Intubation

One of the developments that Sir Ivan Magill is best known for is intubation. In 1919, Magill was posted to St Mary’s Hospital in Sidcup, a military hospital that specialised in facial and jaw injuries. Opened in 1917, by 1921 St Mary’s had treated over 5,000 servicemen from Great Britain, Canada, Australia and New Zealand. Because of the nature of these injuries, it was very difficult for the anaesthetists and surgeons to use the traditional anaesthetic face masks, and so Magill and fellow anaesthetist Stanley Rowbotham developed tubing for tracheal intubation. Using this technique, the anaesthetic gases could be delivered directly to the lungs, giving surgeons greater access to the face and jaw, and protecting them from ether exhalations of the patient.

Magill bought the first of the distinctive orange tubes from a football shop on Tottenham Court Road and found that the end of the coil of tubing had the curve needed for intubation. After this shop was destroyed in the Second World War, he worked with Charles King to manufacture the tubes.

Oral and Nasal Endotracheal Tubes, with glass cotainers
Oral and Nasal Endotracheal Tubes c. 1935, with glass containers

 

Though both the nose and mouth could be used for intratracheal intubation, in an article from 1921, Magill notes that ‘the nasal route is even more useful… as it gives the anaesthetist that happy confidence in freedom of airway and the impossibility of blood getting into the trachea’.
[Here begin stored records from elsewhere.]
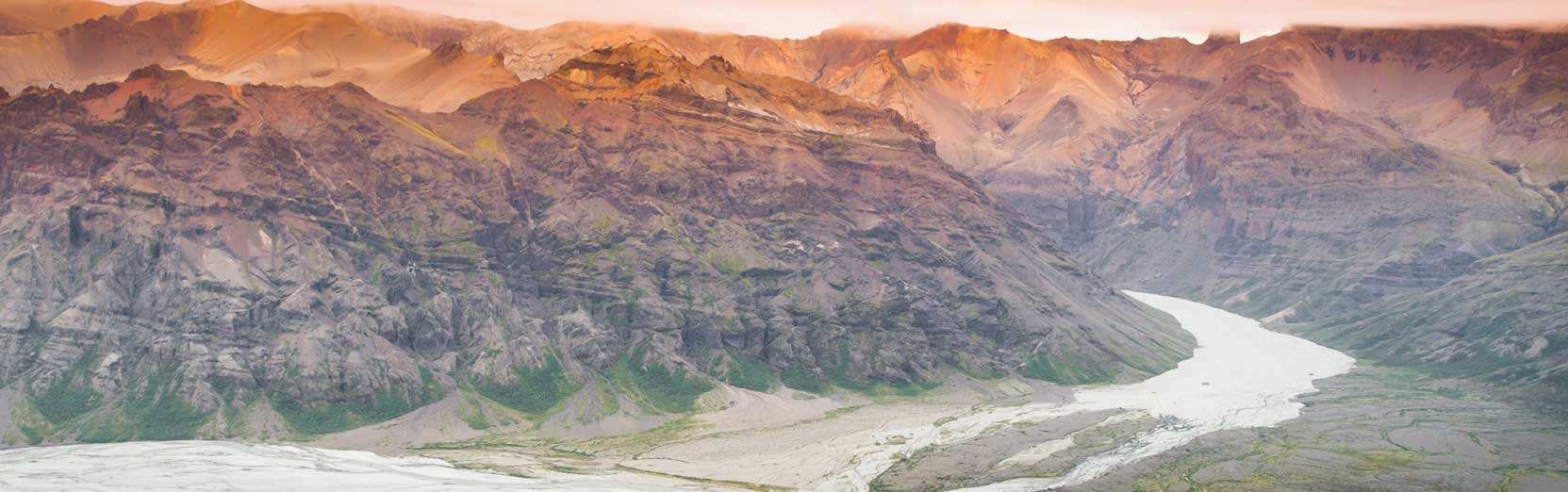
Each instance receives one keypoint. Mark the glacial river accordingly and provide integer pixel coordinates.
(1239, 376)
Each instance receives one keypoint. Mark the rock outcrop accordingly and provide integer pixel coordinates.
(187, 257)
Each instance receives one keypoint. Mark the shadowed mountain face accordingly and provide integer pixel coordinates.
(189, 257)
(787, 204)
(1293, 177)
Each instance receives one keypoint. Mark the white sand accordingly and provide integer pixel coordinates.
(1241, 376)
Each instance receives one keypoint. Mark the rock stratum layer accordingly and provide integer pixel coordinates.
(1308, 176)
(187, 257)
(753, 199)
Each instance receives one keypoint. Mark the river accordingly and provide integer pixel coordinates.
(1241, 375)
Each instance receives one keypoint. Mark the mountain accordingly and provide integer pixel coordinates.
(1125, 149)
(1314, 176)
(245, 44)
(187, 257)
(1501, 321)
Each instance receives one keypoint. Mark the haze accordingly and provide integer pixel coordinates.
(1090, 19)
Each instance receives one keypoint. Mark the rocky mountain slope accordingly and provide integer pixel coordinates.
(1300, 176)
(239, 42)
(186, 257)
(1502, 321)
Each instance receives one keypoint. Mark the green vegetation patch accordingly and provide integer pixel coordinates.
(749, 373)
(1065, 370)
(70, 395)
(664, 389)
(311, 418)
(535, 392)
(801, 380)
(839, 375)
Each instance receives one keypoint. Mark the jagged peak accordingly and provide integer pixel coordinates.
(156, 73)
(619, 66)
(863, 32)
(449, 52)
(1222, 38)
(631, 52)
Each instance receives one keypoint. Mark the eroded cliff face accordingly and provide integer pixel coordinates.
(198, 259)
(1291, 176)
(240, 42)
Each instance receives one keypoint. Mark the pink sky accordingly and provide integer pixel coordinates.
(1098, 19)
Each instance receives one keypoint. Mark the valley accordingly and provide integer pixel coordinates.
(367, 246)
(855, 447)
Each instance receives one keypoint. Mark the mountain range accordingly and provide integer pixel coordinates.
(311, 220)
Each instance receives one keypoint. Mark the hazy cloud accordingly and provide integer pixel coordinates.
(1099, 19)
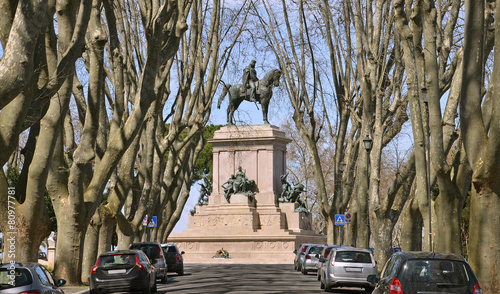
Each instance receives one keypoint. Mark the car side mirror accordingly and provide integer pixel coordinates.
(372, 279)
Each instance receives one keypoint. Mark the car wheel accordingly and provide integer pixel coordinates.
(146, 290)
(327, 288)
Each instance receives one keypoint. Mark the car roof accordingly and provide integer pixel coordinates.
(120, 252)
(145, 243)
(429, 255)
(20, 264)
(350, 248)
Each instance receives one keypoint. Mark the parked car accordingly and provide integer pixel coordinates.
(299, 255)
(28, 277)
(42, 255)
(153, 251)
(348, 267)
(322, 257)
(413, 272)
(173, 258)
(123, 270)
(311, 258)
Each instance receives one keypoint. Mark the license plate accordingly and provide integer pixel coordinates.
(114, 272)
(353, 269)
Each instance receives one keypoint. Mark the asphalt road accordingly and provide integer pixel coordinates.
(233, 278)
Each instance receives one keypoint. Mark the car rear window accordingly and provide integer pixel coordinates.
(150, 250)
(11, 278)
(436, 271)
(169, 249)
(316, 250)
(353, 256)
(116, 259)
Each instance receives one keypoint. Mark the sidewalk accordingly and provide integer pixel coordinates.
(75, 289)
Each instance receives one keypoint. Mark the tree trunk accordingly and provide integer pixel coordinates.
(90, 251)
(411, 229)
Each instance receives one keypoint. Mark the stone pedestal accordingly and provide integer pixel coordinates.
(258, 230)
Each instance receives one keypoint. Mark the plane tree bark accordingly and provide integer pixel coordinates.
(480, 132)
(32, 215)
(87, 177)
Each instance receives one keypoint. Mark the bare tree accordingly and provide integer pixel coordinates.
(479, 126)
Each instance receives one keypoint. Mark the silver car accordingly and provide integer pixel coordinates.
(154, 252)
(28, 277)
(348, 267)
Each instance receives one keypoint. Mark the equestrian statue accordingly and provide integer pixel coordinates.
(252, 89)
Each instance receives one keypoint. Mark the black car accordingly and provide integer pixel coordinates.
(300, 252)
(173, 258)
(123, 270)
(418, 272)
(28, 277)
(153, 251)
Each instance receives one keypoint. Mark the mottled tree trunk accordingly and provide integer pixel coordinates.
(90, 249)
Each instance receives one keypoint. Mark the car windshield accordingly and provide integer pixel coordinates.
(436, 271)
(116, 259)
(150, 250)
(353, 256)
(10, 278)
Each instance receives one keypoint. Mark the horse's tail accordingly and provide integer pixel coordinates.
(223, 95)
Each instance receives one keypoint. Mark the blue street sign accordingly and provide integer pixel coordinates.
(339, 219)
(152, 223)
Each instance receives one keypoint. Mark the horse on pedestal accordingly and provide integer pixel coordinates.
(239, 93)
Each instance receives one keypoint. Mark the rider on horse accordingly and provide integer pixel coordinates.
(250, 79)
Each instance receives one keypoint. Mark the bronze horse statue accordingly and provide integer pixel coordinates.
(239, 93)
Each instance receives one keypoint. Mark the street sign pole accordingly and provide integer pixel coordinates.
(348, 220)
(347, 235)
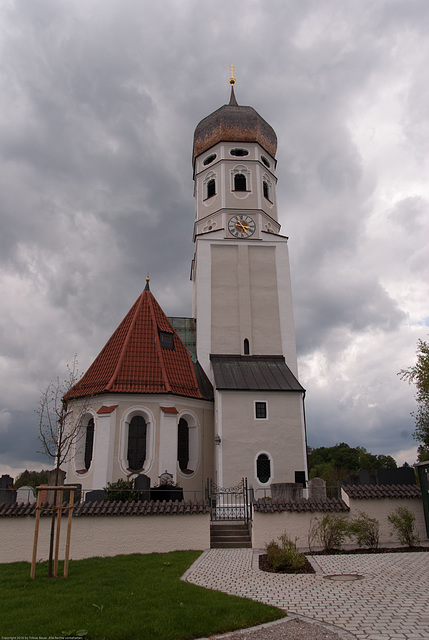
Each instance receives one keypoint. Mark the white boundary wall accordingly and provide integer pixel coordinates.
(105, 535)
(270, 526)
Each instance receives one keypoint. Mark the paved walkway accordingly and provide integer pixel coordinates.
(390, 601)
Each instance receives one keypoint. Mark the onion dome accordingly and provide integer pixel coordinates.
(234, 123)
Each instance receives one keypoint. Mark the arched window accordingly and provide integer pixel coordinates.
(266, 190)
(89, 443)
(211, 188)
(263, 468)
(137, 443)
(240, 182)
(183, 444)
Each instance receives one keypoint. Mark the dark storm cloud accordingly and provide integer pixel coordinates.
(99, 100)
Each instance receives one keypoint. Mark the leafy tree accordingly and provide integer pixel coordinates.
(31, 479)
(419, 375)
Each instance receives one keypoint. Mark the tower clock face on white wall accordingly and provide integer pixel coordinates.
(241, 226)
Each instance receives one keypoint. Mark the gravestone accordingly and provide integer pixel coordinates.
(50, 495)
(97, 495)
(142, 485)
(403, 475)
(7, 492)
(286, 491)
(26, 494)
(365, 477)
(317, 490)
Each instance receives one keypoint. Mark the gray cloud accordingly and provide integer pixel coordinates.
(99, 101)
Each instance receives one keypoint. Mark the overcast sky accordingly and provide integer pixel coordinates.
(99, 100)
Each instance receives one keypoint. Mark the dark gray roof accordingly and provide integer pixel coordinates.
(374, 491)
(146, 508)
(234, 123)
(253, 373)
(276, 506)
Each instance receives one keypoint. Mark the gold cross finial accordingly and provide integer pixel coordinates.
(232, 69)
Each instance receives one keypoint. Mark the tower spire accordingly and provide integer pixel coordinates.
(232, 101)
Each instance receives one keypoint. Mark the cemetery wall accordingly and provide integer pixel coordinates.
(270, 525)
(105, 535)
(380, 508)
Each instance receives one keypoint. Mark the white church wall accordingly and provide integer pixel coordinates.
(280, 436)
(270, 526)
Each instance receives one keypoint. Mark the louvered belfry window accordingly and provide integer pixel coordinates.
(266, 190)
(183, 444)
(240, 182)
(137, 443)
(263, 468)
(89, 442)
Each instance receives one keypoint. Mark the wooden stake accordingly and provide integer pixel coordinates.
(69, 521)
(59, 509)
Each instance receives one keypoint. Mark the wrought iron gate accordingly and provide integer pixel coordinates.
(232, 503)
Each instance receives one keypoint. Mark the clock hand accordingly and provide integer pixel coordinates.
(245, 228)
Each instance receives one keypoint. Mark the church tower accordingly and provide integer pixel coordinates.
(242, 301)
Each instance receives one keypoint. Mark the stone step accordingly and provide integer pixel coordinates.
(229, 535)
(231, 545)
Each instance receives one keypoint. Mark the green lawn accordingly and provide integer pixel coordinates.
(134, 597)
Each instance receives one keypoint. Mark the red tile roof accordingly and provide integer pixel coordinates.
(277, 506)
(107, 409)
(172, 410)
(133, 360)
(146, 508)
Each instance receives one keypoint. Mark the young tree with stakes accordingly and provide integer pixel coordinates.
(58, 433)
(419, 375)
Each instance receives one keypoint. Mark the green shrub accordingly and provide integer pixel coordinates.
(121, 490)
(329, 531)
(402, 523)
(284, 555)
(366, 530)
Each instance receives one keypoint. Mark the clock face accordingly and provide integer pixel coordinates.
(241, 226)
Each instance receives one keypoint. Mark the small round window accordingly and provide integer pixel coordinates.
(239, 152)
(209, 159)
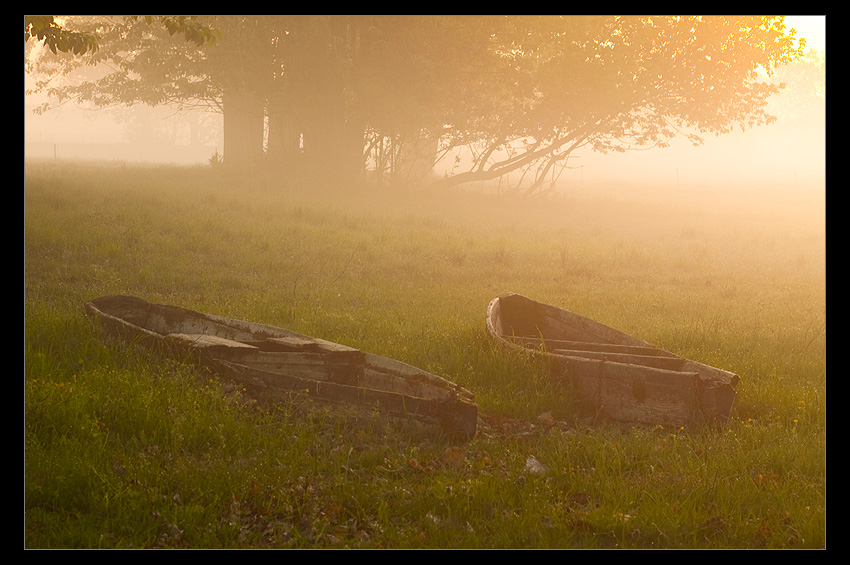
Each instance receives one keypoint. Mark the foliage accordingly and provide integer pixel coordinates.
(517, 93)
(47, 30)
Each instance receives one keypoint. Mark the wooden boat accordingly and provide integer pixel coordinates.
(615, 376)
(275, 361)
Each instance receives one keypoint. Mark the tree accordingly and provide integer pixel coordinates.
(47, 30)
(515, 93)
(620, 83)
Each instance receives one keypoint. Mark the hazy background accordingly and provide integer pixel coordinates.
(764, 156)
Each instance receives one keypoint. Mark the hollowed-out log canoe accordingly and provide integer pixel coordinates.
(614, 375)
(275, 362)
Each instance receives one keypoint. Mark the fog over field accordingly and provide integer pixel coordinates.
(789, 153)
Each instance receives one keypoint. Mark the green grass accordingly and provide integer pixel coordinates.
(126, 449)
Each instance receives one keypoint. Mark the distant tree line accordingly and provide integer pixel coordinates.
(331, 96)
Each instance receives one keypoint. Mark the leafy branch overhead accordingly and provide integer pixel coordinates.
(513, 93)
(58, 39)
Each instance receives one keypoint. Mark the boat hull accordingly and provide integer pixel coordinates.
(614, 375)
(274, 362)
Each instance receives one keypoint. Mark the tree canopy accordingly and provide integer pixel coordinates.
(340, 93)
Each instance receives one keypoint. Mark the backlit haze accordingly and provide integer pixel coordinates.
(766, 156)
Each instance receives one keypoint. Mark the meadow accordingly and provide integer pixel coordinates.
(124, 449)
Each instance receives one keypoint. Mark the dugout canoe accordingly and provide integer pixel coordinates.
(274, 362)
(615, 375)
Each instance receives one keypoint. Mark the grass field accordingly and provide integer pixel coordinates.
(124, 449)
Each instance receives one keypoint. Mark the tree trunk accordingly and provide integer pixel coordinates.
(243, 130)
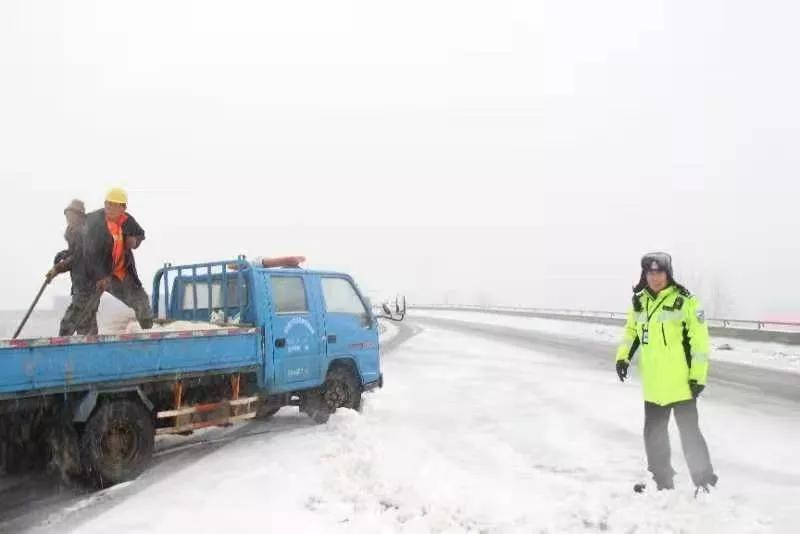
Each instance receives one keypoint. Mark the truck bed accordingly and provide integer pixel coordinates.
(61, 364)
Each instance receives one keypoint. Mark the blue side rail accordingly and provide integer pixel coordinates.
(196, 291)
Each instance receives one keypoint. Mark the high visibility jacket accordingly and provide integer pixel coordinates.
(672, 334)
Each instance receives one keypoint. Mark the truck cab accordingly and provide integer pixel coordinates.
(233, 341)
(310, 320)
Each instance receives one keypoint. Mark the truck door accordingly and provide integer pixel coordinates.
(350, 330)
(296, 332)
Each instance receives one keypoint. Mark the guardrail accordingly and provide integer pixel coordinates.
(774, 331)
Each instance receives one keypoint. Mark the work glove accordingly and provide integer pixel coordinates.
(103, 284)
(696, 388)
(622, 369)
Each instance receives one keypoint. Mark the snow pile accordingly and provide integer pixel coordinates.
(473, 435)
(769, 355)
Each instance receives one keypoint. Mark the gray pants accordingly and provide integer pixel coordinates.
(135, 298)
(77, 319)
(656, 441)
(81, 315)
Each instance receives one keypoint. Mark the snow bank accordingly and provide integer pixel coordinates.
(473, 435)
(759, 354)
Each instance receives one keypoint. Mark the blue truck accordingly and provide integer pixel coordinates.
(93, 405)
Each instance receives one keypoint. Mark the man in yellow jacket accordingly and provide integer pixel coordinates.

To prevent damage to the nasal catheters used for intubation, Magill also developed a pair of forceps in 1920. As well as preventing injury to the tubes, they also allowed the anaesthetist a better view of the larynx. ‘Magill forceps’ are still occasionally used by anaesthetists today, and also by ENT surgeons as the narrow design is useful for removing foreign material from the inside the throat.